Judy Collins has never been shy about talking about her alcoholism, but she’s never before shared the stories of the ways that her food addiction and eating disorders nearly killed her. Cravings: How I Conquered Food (Nan Talese/Doubleday) is a strange little book in its own way, part memoir and part history of food control movements—from Lord Byron’s diets to Weight Watchers—in which Collins preaches with the zeal of an evangelist about her healing from her own food addictions. Early in the book she describes her attempts to overcome her obsession with food and what it took to overcome it: “When I was controlled by food, my soul shrank and my fear grew. When I was abstinent, my soul grew and my body shrank. When I was in the depths of my eating disorder, not only was I obsessed with food but my mind never stopped. The chatter, the talk, the back and forth, the internal argument was never-ending. The peace of mind, quiet, and serenity that I prayed for from the depths of my illness came with surrender. It is something for which I am eternally grateful.”
Looking back, Collins recognizes the signs of her food obsession in her family and in her own behavior a child. “I knew early on that we were a family troubled by alcoholism and some kind of addiction to food. There we arguments about the liquor cabinet—Mother would lock it up and Daddy would break the lock in the middle of the night. And I have come to understand that the effects of addiction are not limited to the drinker or eater but have an impact on the entire family.”
At the same time that Collins is licking spoons in the kitchen as her mother bakes all sorts of pies or makes candy, she discovers her passion for music and reading, ignited in part by her father’s beautiful singing on his radio show in Denver and his reading to her from War and Peace and other weighty tomes of history. (Her father thought that if a person had not read Moby-Dick by the time she or he was seven, then there must be something wrong with the person.) Collins follows in her father’s footsteps in her obsession with music and reading, and Collins strides after her mother as she develops an obsession with food. She follows her father, “beginning with music and the piano lessons, and soon with the passion for alcohol and sugar. I was transfixed by the desserts my mother whipped up…from the age of three I knew that nothing could make me happier than devouring sugar in any form, at any time…Sugar fueled my race through life. It was the beginning of my dance with the devil.”

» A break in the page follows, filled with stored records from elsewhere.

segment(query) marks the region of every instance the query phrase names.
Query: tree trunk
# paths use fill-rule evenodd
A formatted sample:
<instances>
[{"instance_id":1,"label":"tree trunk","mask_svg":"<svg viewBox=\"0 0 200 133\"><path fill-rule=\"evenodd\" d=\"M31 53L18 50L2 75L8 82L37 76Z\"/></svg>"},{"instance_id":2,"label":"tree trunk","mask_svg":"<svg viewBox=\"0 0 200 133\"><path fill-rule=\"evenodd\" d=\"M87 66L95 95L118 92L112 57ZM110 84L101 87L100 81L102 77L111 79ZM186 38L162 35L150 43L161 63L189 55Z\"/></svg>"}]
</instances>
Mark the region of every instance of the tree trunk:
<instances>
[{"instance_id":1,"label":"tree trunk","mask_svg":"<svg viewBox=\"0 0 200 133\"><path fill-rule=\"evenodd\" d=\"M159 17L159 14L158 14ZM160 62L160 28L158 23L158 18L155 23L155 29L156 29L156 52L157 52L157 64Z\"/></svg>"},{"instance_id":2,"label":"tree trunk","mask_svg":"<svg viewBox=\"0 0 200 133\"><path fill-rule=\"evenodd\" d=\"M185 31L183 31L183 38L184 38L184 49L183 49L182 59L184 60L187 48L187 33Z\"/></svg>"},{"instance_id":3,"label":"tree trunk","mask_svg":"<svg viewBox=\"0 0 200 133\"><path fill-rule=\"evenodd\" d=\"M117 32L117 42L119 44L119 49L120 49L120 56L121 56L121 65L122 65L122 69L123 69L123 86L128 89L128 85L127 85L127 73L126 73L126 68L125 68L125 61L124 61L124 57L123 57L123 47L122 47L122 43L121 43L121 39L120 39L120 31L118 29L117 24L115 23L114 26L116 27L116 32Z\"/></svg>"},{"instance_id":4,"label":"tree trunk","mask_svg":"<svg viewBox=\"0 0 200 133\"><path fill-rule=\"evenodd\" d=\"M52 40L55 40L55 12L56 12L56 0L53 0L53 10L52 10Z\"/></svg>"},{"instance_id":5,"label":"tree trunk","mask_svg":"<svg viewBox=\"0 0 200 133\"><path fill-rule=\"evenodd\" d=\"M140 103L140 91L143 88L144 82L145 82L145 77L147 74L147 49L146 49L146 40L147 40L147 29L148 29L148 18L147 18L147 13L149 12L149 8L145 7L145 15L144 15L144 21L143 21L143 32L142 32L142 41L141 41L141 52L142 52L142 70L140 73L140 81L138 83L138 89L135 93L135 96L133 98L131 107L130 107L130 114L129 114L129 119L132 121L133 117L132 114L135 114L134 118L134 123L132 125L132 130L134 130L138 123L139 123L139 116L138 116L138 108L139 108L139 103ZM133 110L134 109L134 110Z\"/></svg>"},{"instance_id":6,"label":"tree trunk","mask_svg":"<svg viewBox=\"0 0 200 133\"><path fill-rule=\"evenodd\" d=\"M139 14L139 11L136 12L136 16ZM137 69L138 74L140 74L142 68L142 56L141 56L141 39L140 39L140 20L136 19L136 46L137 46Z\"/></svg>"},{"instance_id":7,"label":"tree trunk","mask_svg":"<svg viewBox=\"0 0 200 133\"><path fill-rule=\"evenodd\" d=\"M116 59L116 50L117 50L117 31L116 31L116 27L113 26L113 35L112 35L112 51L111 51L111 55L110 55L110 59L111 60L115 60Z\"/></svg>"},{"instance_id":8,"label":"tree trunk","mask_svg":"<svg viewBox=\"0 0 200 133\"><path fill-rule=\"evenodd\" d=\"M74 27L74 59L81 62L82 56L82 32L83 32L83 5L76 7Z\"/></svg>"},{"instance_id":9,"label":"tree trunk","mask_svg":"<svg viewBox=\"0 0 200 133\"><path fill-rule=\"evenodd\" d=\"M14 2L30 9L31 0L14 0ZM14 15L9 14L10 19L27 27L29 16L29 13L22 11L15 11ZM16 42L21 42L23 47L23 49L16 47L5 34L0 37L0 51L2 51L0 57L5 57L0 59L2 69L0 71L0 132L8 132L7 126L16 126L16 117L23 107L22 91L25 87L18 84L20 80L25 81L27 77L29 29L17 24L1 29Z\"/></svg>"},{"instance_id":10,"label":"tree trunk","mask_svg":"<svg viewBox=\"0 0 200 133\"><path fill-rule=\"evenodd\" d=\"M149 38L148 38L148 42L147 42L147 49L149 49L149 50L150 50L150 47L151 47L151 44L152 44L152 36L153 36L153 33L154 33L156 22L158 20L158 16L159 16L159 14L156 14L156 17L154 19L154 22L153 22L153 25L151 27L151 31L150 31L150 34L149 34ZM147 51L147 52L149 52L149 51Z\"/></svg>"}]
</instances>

Collins weaves the stories of “diet gurus”—from Gayelord Hauser, the man who invented the celebrity diet, and Jean Nidetch and Weight Watchers, to Adelle Davis, and Jean Harris and the Scarsdale Diet, among others—into her own journey. As an inveterate reader, Collins devotes separate chapters to these various diet gurus to find out more about them and why they chose to try to lead the way to health in their times and their own lives. While these interludes are often interesting—Herman Taller, for example, advised dieters in the early sixties to eat three full meals a day and to include large portions of fried chicken, cheesecake, and mayonnaise in their meals in his then-popular book Calories Don’t Count.
After struggling to overcome her addiction in many programs, Collins discovers GreySheeters Anonymous, attends their meetings, and in December 1982—after eleven years of active bulimia—she gets up, embarks on this program, never to return to cravings and her obsession with staying thin. After sharing intimately her struggles with food addiction, Collins shares her joy in having discovered a path to recovery and she invites her readers to find their own paths. Joyously, Collins declares that the energy level she has today is amazing, even to her. “Recovery began with a simple plan,” she writes, “an adherence to a way of life that was given to me in the Anonymous programs…I believe I have found a fountain of youth.”
In September 2017, Collins released a new album with her long-time friend, Stephen Stills. It’s clear from the music on the album that Collins’ indeed radiates an energy and a passion for music, and her voice is stronger than ever. Cravings can sometimes get a little preachy, and it often slips into a bit of New Age spirituality, but Collins honesty and her joy in her new life imbues the memoir with a brilliance that shines brightly despite its flaws.